SIMALUNGUN (SUMUT) – Polemik pengadaan baju olahraga kembali mencuat, kali ini di SMA Negeri 2 Bandar. Para siswa diarahkan untuk membeli baju olahraga seharga Rp 250 ribu lengkap atribut sekolah di sebuah foto Copi yang berada tepat di seberang sekolah. Kondisi ini menimbulkan sorotan publik karena dianggap membebani orangtua siswa.
Sejumlah orangtua menyampaikan keluhannya kepada awak media. Mereka menilai harga tersebut terlalu tinggi dibandingkan dengan harga pakaian olahraga serupa yang dijual bebas di pasaran. “Kalau memang wajib beli di situ, kami merasa keberatan karena bisa dapat lebih murah di luar,”.Ujar salah seorang wali murid.
Ketika dikonfirmasi melalui pesan WhatsApp terkait persoalan ini, Kepala SMA Negeri 2 Bandar, Suliyah, memberikan penjelasan singkat. “Maaf saya sedang ada kegiatan pembelajaran mendalam Pak, saya fasilitator. Sekolah tidak menjual baju olahraga Pak, siswa membeli di luar,”.Tulis Suliyah menjawab konfirmasi.
Meski demikian, fakta bahwa siswa diarahkan untuk membeli di tempat tertentu memunculkan dugaan adanya kerja sama dengan pihak penjual. Hal inilah yang kemudian menimbulkan tanda tanya besar di tengah masyarakat, apakah ada unsur permainan harga atau praktik yang menguntungkan pihak tertentu.
Menanggapi hal tersebut, DPD Sumut LSM Geram Banten Indonesia, melalui perwakilannya, Ilham Syaputra, angkat bicara. Ia menegaskan bahwa lembaganya mendorong agar aparat penegak hukum (APH) dan dinas terkait segera mengambil langkah tegas. “Kita harapkan APH dan dinas terkait turun tangan, jangan sampai praktik seperti ini terlalu menyulitkan orangtua siswa,”.Tegasnya.

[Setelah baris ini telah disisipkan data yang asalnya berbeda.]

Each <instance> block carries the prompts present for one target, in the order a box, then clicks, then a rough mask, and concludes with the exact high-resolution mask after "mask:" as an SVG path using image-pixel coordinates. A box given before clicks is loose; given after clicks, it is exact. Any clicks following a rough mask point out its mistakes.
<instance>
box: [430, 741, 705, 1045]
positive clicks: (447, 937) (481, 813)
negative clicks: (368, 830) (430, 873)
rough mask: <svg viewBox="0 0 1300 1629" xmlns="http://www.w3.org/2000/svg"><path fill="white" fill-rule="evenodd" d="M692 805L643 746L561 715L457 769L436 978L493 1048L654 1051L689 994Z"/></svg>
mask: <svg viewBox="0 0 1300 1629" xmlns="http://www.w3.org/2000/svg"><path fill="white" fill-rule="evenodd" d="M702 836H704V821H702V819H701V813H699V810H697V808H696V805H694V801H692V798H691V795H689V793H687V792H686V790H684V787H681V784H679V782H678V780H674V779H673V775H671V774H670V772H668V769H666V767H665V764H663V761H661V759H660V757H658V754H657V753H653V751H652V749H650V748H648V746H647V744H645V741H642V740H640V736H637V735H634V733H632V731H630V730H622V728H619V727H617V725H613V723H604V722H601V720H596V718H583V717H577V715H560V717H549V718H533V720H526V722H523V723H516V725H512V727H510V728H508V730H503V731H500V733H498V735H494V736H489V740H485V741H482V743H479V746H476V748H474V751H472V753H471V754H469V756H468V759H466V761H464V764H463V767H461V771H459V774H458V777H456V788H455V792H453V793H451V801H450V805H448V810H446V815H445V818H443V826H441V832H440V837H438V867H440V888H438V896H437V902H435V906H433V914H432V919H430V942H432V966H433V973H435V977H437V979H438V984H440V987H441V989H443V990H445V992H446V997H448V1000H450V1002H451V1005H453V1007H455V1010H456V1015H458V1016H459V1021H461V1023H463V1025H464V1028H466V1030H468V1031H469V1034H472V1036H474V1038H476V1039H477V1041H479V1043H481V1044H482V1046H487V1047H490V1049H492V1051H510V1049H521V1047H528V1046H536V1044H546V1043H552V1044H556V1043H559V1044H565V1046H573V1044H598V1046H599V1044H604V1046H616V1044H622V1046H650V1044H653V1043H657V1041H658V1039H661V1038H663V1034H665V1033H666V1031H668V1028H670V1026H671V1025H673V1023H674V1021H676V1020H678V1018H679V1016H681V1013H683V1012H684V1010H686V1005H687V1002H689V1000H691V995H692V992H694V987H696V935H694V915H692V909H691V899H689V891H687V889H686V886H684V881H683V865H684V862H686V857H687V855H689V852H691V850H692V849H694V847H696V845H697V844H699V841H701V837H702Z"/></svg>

Menurut Ilham, sekolah seharusnya mematuhi regulasi resmi mengenai seragam dan atribut sekolah, sebagaimana diatur dalam Permendikbud. Apabila ada siswa yang ingin membeli pakaian olahraga di luar dengan harga lebih terjangkau tidak seharusnya dihalangi ataupun diarahkan ke penjual tertentu.
Kasus serupa sebelumnya juga terjadi di beberapa sekolah negeri di wilayah Sumatera Utara, di mana pengadaan baju olahraga memicu protes publik. Hal ini menunjukkan perlunya pengawasan ketat dari pemerintah daerah agar sekolah tidak lagi menjadi ladang bisnis yang merugikan orangtua siswa.
Dengan mencuatnya persoalan ini, masyarakat menunggu langkah nyata dari dinas pendidikan serta pihak berwenang untuk memastikan tidak ada lagi praktik yang membebani siswa maupun orangtua di SMA Negeri 2 Bandar maupun sekolah-sekolah lainnya.